Nor, he tells me, is it simply the case that the more terrible the experience, the greater the trauma. ‘First, of course, it is not just about the battlefield – I don’t know any study that doesn’t show that this is multi-factorial. So background plays a role – who you are is important, just as what happens to you. Second, it is not just exposure to trauma, it is about its meaning. It is, for example, one thing to be shot by the Taliban, it is quite another to be shot by mistake by your own side, in terms of liability to cause PTSD. And then there are big protective factors. For example, we have shown that rates of PTSD are considerably lower in units with good leadership than those with poor leadership.’

I ask Wessely about this issue of meaning. Could it be the case that wars in Iraq and Afghanistan seem distant and purposeless to soldiers, who then struggle to come to terms with terrible incidents when they occur? Perhaps, but for Wessely this is less of an issue than in the past. ‘We have moved from a conscript military to an all-volunteer force. Nowadays people join up because they want to be deployed – they would have to be crazy otherwise. Although patriotism and having a cause are not absent, the main motivation factors are professional – doing a good job, not letting the side down, behaving like a proper soldier, etc.’

However, Harnden’s film does draw attention to an important point: that the scale of these problems isn’t really known. One of Harnden’s main charges is that the MoD does not properly monitor suicide and PTSD among ex-servicemen. Nor do we really know what is happening with PTSD more generally. As Wessely notes. ‘We don’t have any proper population studies of PTSD in the UK. Incredible but true.’ But on the issue of suicide, the matter is clearer, he says: ‘Overall suicide rates are lower in the armed forces than in civilian populations.’ This is partly due to soldiers being in an institution that provides much that is absent from everyday life: comradeship, a strict code of conduct and a sense of a wider purpose. And there are other, more mundane factors, such as the simple fact that people in the army are in employment, whereas unemployment is a factor in suicides elsewhere.

However, there is one group where this is not the case, according to Wessely: ‘The exception is young men (21 and under) in the army, where there is an increase in suicide compared to civilian populations of the same age and gender.’ These are just the kind of men featured in the Panorama report.

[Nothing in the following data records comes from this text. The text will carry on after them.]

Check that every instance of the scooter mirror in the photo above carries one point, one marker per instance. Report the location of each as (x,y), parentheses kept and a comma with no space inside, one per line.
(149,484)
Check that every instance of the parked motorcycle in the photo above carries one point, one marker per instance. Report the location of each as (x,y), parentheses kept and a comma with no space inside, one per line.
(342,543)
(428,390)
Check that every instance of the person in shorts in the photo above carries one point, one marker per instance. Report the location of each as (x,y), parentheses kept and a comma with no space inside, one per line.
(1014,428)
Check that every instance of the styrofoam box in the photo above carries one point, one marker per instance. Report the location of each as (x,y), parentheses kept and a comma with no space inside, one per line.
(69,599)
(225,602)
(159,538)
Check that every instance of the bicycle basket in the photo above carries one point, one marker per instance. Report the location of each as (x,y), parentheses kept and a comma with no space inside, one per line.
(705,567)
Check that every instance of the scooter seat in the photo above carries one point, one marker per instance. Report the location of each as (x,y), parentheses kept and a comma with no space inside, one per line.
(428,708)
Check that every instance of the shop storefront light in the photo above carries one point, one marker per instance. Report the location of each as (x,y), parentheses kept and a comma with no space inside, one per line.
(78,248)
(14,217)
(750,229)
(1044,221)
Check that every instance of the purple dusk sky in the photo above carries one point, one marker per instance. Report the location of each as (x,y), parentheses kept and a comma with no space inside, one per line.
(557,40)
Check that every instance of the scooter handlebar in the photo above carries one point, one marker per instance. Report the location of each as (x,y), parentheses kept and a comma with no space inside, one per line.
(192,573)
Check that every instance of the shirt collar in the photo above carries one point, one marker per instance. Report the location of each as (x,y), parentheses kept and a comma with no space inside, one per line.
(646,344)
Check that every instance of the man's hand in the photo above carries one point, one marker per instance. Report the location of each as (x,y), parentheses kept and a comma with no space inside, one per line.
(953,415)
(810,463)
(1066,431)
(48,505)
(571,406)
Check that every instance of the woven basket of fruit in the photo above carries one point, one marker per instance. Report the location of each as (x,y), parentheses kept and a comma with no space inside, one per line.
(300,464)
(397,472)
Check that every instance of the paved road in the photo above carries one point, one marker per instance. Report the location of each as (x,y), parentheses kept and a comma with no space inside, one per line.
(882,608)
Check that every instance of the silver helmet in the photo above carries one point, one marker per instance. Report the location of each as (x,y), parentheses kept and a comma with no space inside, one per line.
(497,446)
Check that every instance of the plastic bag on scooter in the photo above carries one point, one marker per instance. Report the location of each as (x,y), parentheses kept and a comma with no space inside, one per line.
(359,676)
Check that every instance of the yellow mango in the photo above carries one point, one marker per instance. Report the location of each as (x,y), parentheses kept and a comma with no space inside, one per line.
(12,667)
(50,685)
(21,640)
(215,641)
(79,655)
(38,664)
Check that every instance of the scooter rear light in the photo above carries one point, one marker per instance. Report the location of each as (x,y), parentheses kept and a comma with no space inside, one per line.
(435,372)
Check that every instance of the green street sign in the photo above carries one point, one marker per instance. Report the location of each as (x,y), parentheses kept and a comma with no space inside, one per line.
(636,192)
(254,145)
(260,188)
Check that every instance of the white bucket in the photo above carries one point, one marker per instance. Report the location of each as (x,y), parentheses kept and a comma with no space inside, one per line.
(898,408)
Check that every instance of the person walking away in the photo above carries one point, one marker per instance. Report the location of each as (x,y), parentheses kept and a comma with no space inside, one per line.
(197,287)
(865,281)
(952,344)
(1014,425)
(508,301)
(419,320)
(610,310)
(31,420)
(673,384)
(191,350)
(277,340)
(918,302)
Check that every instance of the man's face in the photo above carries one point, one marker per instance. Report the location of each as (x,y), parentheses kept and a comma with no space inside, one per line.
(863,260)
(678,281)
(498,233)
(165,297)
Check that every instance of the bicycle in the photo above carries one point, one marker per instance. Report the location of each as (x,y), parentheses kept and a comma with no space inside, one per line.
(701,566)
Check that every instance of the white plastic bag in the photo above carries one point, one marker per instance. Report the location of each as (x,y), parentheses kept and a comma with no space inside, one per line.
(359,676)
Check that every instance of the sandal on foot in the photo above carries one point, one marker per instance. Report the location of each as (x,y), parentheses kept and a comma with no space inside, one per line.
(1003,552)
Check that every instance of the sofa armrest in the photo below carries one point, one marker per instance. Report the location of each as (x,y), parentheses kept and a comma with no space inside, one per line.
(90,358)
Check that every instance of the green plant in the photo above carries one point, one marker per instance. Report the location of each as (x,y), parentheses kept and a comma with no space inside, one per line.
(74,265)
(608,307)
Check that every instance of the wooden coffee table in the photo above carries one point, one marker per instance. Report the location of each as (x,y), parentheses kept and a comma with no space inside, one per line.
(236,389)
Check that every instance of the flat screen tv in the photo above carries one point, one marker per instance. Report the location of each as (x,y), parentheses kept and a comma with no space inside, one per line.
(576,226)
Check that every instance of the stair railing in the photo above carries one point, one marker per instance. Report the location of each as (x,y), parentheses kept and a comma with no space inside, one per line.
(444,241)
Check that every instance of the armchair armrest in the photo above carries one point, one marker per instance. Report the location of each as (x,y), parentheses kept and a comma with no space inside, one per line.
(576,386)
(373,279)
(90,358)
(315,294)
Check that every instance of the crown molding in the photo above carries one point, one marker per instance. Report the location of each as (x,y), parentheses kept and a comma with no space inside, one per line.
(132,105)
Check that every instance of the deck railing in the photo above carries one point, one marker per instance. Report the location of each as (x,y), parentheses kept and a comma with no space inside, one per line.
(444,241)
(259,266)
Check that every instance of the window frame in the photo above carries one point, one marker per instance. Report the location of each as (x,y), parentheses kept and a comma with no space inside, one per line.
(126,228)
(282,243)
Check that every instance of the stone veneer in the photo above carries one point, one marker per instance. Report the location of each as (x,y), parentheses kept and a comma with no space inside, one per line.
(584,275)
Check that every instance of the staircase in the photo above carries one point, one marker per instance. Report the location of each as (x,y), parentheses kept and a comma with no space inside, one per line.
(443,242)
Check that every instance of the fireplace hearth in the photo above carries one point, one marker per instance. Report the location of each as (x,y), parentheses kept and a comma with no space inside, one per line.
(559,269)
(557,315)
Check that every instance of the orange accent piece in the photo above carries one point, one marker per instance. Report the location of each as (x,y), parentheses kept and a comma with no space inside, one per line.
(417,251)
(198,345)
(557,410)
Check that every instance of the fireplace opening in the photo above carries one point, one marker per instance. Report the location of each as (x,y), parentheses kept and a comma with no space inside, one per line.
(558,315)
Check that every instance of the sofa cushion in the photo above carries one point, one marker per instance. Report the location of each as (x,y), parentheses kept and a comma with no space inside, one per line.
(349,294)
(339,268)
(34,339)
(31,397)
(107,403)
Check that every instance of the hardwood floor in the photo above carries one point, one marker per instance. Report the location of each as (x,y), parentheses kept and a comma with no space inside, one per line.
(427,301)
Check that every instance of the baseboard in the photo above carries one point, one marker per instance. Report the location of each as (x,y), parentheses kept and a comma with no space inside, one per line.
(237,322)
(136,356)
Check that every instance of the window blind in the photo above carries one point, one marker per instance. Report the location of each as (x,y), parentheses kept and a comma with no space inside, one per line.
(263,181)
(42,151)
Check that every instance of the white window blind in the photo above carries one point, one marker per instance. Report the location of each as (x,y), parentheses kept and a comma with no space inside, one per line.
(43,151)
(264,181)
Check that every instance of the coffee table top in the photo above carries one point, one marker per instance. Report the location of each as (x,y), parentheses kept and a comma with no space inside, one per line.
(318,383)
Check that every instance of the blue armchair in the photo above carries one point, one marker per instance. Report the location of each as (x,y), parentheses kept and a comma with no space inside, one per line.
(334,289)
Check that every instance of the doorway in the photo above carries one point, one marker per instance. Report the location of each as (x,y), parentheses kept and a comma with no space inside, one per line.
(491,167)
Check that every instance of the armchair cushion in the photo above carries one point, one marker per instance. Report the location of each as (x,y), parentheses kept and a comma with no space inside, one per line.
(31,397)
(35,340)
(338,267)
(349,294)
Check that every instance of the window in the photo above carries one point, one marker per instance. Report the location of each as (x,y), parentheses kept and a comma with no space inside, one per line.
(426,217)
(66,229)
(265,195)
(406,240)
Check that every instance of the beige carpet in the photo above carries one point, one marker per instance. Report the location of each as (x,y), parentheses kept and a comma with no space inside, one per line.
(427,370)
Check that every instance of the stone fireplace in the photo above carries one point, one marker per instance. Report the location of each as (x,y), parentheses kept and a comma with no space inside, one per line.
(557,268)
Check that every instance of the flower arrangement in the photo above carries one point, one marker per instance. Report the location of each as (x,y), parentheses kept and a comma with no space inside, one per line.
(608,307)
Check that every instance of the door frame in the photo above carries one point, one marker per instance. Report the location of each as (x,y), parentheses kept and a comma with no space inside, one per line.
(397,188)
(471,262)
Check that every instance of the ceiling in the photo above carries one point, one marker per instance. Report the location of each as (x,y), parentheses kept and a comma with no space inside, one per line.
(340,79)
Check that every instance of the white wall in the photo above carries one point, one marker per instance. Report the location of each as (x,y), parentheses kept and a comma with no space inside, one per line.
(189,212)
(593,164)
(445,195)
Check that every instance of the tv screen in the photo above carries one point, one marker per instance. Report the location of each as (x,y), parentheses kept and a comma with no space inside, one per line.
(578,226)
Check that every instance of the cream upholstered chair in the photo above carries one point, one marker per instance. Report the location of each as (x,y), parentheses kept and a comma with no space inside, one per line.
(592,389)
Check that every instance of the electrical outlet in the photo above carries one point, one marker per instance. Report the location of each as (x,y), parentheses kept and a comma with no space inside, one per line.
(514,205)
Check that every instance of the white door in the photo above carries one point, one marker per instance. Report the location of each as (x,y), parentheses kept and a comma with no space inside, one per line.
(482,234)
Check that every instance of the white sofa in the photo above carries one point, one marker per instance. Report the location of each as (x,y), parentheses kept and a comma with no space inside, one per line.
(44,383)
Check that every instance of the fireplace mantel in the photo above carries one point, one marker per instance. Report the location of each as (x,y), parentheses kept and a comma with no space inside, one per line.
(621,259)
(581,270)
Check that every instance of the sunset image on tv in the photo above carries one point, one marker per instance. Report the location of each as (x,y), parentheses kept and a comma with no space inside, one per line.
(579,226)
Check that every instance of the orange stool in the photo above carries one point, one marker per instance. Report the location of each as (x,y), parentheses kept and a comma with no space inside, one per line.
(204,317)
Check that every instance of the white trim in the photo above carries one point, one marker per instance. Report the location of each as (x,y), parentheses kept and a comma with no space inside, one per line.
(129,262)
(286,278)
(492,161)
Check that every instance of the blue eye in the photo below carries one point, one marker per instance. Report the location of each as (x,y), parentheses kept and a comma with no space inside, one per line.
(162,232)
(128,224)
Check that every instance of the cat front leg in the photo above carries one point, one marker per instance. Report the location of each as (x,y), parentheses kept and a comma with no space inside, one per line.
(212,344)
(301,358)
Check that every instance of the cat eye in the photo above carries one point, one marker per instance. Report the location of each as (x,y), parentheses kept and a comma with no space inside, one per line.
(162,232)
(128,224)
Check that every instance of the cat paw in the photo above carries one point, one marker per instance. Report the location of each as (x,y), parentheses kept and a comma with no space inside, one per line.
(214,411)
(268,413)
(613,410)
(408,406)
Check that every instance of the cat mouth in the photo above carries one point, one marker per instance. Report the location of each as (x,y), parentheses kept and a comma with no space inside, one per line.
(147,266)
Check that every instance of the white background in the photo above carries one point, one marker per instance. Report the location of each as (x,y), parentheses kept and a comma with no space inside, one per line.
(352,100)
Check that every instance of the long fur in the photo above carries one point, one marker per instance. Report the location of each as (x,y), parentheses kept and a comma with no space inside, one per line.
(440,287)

Those who stick it out in the army tend to do better. As Wessely points out: ‘The longer you serve, you get more and more resilient (although this is partly because those who develop mental-health problems are much more likely to leave) – and by the time you leave you usually find it easy to get jobs, etc. The ones with problems are what are known as early service leavers – less than four years. They are much more likely to have multiple problems – substance misuse, trouble with law, unemployment, unstable housing, mental-health problems, and poor relationships.’

Amid all the discussion of psychological trauma and suicide, it is worth stepping back and drawing another conclusion. Given the horrific things that occur during these conflicts, the striking thing is the resilience of those involved, not their vulnerability. While Harnden is right to have sympathy with those who have lost a loved one to suicide and who are struggling to understand why it has happened, the portrayal of servicemen as uniquely vulnerable – due to the horrors of war – may actually serve to undermine the toughness that allows the vast majority of soldiers to cope with nightmarish situations and get on with their lives, in and out of the army.

In that respect, this contemporary discussion of service personnel mirrors a wider mood, which suggests that people are unable to cope in the face of adversity, whatever form it takes, whether it is childhood trauma, unemployment or bullying. The notion that we are vulnerable beings unable to cope with, or control, our circumstances is a corrosive idea that should be challenged, however and wherever it appears.

Rob Lyons is commissioning editor at spiked.